Our fall 2024 window display featured footwear from years gone by, viewable by visitors to the Park at Bothell Landing through the windows of the Hannan House.
Many types of shoes with buttons were fastened with a button hook. Shoes could be purchased locally or by mail order, from the Sears & Roebuck catalog.
George Linz operated his shoe repair shop in the southeast corner of the Reder Building, a structure at the southwest corner of Bothell’s Main Street and Second Avenue.

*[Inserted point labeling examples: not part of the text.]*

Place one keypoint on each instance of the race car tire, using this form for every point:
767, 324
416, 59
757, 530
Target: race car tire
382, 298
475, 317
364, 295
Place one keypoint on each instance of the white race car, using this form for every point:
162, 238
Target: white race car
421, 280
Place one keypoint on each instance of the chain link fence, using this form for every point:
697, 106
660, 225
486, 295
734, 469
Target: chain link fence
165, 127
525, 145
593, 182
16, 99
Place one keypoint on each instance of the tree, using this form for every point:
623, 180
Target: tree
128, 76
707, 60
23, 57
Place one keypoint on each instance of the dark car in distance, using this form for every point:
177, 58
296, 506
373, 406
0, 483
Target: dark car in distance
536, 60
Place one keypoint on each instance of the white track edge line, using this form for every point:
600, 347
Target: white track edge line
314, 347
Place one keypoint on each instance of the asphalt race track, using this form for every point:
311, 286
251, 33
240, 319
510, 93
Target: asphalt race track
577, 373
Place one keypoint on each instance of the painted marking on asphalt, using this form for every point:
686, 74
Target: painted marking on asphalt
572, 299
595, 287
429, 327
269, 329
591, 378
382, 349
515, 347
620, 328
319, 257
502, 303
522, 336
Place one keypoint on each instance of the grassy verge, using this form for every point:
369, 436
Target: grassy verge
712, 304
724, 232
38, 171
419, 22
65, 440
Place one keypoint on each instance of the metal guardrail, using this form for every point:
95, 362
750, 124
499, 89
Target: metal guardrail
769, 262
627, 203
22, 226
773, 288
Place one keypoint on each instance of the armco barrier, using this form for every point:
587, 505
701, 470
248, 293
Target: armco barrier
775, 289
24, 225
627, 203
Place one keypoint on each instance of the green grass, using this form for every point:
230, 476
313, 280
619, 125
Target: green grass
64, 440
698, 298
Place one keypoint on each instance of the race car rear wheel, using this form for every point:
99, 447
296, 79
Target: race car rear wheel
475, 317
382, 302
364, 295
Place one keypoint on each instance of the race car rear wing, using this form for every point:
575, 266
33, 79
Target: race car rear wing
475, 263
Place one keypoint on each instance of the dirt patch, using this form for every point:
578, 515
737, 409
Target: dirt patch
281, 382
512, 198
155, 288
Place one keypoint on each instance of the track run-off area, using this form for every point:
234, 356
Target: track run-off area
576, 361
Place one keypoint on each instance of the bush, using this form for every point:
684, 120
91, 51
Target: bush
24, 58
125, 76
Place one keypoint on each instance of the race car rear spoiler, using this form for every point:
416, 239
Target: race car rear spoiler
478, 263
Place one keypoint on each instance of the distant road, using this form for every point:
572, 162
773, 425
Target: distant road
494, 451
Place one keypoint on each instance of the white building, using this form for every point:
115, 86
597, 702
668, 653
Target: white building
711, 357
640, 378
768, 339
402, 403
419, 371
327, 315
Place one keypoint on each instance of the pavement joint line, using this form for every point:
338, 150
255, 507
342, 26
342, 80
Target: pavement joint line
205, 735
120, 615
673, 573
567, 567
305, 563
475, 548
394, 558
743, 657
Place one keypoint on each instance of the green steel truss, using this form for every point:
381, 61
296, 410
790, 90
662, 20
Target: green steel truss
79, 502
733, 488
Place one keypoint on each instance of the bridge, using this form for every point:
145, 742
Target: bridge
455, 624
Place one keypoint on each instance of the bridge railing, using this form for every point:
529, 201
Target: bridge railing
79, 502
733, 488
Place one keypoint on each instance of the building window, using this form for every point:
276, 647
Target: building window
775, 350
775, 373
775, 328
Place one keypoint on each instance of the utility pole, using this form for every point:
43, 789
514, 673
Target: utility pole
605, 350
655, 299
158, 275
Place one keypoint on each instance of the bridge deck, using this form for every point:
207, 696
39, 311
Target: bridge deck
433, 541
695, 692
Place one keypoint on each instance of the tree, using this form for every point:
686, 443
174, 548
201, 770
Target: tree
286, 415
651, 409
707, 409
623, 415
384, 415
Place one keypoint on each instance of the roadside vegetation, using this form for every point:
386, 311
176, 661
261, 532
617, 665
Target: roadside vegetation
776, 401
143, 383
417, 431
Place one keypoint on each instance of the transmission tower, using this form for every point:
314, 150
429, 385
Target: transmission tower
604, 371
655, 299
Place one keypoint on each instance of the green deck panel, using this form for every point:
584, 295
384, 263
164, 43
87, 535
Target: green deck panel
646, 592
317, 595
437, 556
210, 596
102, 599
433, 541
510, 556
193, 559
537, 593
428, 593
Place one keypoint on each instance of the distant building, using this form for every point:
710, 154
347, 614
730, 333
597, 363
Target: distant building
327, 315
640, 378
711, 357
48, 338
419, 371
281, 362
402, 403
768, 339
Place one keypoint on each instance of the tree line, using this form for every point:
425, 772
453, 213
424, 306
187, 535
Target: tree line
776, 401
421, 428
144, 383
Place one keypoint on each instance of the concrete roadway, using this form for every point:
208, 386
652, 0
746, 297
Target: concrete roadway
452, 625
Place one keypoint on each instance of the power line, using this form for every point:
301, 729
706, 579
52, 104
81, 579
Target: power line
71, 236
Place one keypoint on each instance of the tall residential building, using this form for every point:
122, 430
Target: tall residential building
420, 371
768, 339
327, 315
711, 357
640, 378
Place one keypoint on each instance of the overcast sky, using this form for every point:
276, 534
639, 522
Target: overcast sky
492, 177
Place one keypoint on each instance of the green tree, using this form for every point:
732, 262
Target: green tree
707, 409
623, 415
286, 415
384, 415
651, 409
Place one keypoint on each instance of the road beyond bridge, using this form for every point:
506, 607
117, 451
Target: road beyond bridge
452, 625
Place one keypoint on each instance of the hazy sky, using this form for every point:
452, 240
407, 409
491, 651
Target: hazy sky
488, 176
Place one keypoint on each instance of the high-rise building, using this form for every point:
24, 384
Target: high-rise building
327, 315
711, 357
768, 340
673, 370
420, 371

The Reder Building. In 1926, Samuel R. Reder built a clothing store and theater for his wife, Anna. Cliff Evans operated the Bothell Theater, showing motion pictures, in the basement. The traditional California Mission-style storefront was adapted to the Northwest by the use of wood. On the lower level of this building, entered from 2nd Avenue (now 102nd), was the office of Dr. Don Anderson. At the back of the building on far left was the small shoe repair shop operated by George Linz (whose metal boot sign is now in the Bothell Museum). Closer to the river was a men’s tailor shop operated by Nicky Schwartz. Behind the tailor shop was Joe Smith’s butcher shop. In 1941, Charles Walters bought the building. He remodeled the main floor and half of the basement so that Art and Alice Kimball could open Kimball’s Department Store. The green arrow in the right-hand photo points to Linz’s boot sign.